Peter, filled with the Holy Spirit, said: “Leaders of the people and elders: If we are being examined today about a good deed done to a cripple, namely, by what means he was healed, then all of you… should know that it was in the name of Jesus Christ the Nazorean whom you crucified, and was raised from the dead; in his name this man stands before you healed.

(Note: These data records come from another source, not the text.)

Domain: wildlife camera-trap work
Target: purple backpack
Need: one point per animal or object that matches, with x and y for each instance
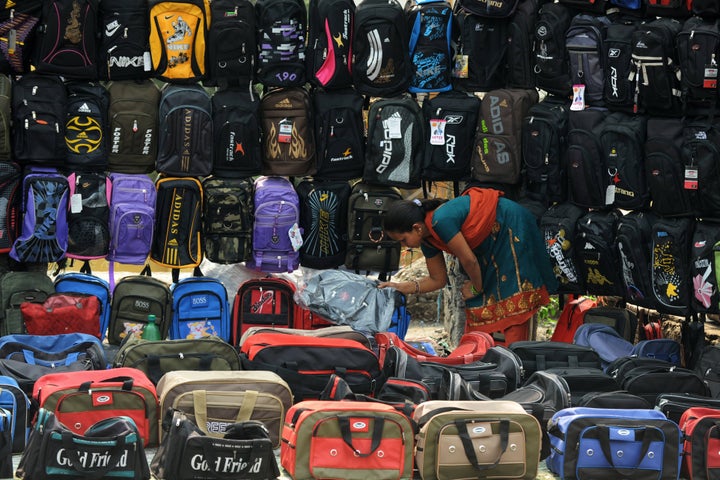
(277, 216)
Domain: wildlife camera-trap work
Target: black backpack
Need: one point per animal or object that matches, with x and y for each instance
(227, 219)
(68, 39)
(237, 149)
(39, 103)
(86, 127)
(124, 29)
(185, 140)
(324, 220)
(232, 43)
(396, 137)
(330, 39)
(339, 134)
(281, 29)
(381, 61)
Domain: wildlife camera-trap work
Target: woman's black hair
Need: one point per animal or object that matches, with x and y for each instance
(403, 214)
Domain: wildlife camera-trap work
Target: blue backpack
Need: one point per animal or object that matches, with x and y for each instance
(200, 309)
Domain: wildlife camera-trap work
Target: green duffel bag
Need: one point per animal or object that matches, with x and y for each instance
(156, 358)
(476, 439)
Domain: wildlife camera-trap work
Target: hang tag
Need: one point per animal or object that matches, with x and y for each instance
(691, 174)
(437, 131)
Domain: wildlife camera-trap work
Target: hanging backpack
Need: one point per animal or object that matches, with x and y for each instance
(68, 39)
(227, 219)
(281, 29)
(396, 136)
(86, 126)
(287, 127)
(339, 134)
(178, 39)
(330, 40)
(185, 141)
(381, 60)
(44, 232)
(237, 148)
(124, 51)
(133, 115)
(323, 220)
(431, 38)
(232, 43)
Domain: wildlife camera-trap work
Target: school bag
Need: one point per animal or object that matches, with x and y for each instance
(330, 41)
(185, 140)
(281, 29)
(231, 43)
(396, 136)
(200, 309)
(381, 60)
(237, 150)
(559, 226)
(177, 239)
(227, 219)
(86, 126)
(178, 39)
(89, 216)
(323, 220)
(497, 156)
(68, 37)
(286, 121)
(124, 51)
(44, 233)
(339, 134)
(133, 117)
(38, 118)
(431, 38)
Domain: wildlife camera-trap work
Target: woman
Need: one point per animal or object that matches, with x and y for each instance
(499, 247)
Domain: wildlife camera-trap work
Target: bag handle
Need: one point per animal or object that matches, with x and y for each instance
(461, 425)
(378, 424)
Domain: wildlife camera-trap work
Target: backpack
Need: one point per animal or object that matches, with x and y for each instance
(177, 238)
(497, 154)
(381, 59)
(123, 53)
(86, 126)
(133, 115)
(232, 43)
(88, 216)
(339, 134)
(369, 249)
(323, 220)
(656, 70)
(186, 131)
(286, 120)
(227, 219)
(330, 38)
(44, 232)
(68, 39)
(448, 154)
(200, 309)
(431, 38)
(551, 62)
(480, 62)
(544, 144)
(281, 29)
(132, 218)
(276, 226)
(38, 119)
(670, 268)
(236, 131)
(178, 39)
(396, 136)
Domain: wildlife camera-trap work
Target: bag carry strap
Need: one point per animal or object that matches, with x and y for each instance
(378, 424)
(461, 425)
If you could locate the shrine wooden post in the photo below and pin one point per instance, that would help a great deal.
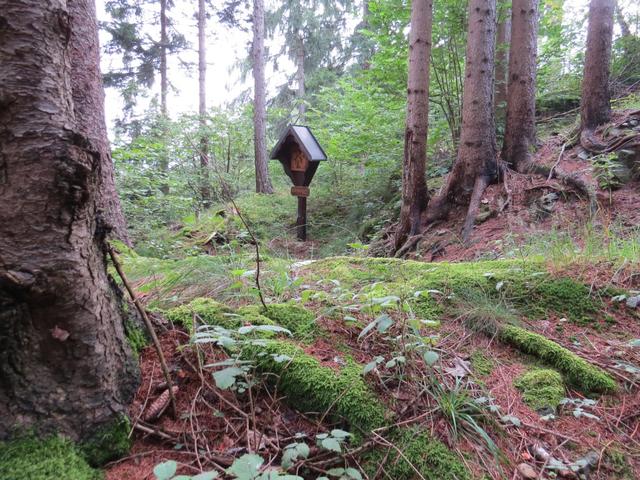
(299, 153)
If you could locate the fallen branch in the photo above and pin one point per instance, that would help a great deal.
(152, 332)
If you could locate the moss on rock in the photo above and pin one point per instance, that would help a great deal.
(313, 388)
(481, 364)
(430, 457)
(109, 442)
(583, 375)
(136, 337)
(206, 311)
(44, 459)
(542, 388)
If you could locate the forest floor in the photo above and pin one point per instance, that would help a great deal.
(520, 360)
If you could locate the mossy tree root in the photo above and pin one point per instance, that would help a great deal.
(579, 373)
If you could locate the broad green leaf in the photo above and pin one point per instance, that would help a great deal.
(430, 357)
(225, 378)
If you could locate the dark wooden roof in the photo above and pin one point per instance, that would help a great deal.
(303, 137)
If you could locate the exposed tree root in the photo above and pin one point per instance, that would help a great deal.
(479, 187)
(571, 180)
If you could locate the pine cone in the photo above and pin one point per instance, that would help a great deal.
(159, 405)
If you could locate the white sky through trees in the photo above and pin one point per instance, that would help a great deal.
(226, 47)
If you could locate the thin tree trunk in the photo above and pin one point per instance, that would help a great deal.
(477, 151)
(520, 128)
(88, 101)
(414, 186)
(205, 188)
(263, 182)
(502, 62)
(164, 86)
(64, 362)
(302, 107)
(595, 108)
(164, 83)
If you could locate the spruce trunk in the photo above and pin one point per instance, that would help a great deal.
(595, 108)
(65, 364)
(520, 129)
(414, 186)
(263, 182)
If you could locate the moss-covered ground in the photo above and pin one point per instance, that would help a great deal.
(386, 317)
(52, 458)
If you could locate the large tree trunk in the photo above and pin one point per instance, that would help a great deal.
(595, 108)
(476, 164)
(503, 39)
(88, 102)
(205, 187)
(302, 107)
(414, 186)
(65, 365)
(263, 182)
(520, 128)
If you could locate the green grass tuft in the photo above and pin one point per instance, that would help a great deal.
(586, 377)
(31, 458)
(430, 457)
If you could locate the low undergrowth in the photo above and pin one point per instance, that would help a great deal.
(49, 458)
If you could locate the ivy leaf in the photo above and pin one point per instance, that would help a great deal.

Rulers of Jesus’ time had great difficulty in admitting and accepting good deeds and the powerful people who practiced them. Jesus fed people who were poor, healed people who were sick, and created peaceful communities – and the rulers persecuted and killed him. Followers of Jesus’ Way did the same and were treated the same by the rulers. The rulers could not accept good deeds as emanating from any other culture than the one they devised; from any people or belief system or ethic other than their own. They had a difficult time accepting how the goodness of life comes to us and from whom. It is the same difficulty the rulers had who lived during the time of today’s saint, Hildegund (d.1188). Thanks to Robert Ellsberg in All Saints, we learn that Hildegund wanted to travel with her widowed father to the Holy Land. To do so she needed to be disguised in clothing and mannerisms as a boy for safety. Her father died while there and for safety’s sake she retained her identity as a male – for the rest of her life. Hildegund came to understand she could not be the good and powerful person she knew herself to be if she reverted to the attired and mannered body and identity confined by masculine and feminine stereotypes dictated by the rulers and the culture they devised. Is this the same understanding people who identify as trans are experiencing? Are there rulers and a devised culture who cannot admit nor accept good deeds and the powerful trans persons who practice them? Are there some individuals who come to understand that they cannot be the good and powerful person they know themselves to be if they remain in the body and identity confined by rulers and the culture they devise as being either masculine or feminine? Is part of the questioning happening in the conversation of transgenderism needing to shift to the questioning of a culture? Does culture dictate attire and mannerisms under stereotypes of masculine and feminine and thereby diminish humanity, including as male and female?
“To be sure, (our) search for meaning may arouse inner tension rather than inner equilibrium. However, precisely such tension is an indispensable prerequisite of mental health. There is nothing in the world, I venture to say, that would so effectively help one to survive even the worst conditions as the knowledge that there is a meaning in one’s life.” (Viktor Frankl)
Prayer: Beautiful Spirit, may we receive the goodness of all people.
Question: What are questions about gender that may help in our search for meaning?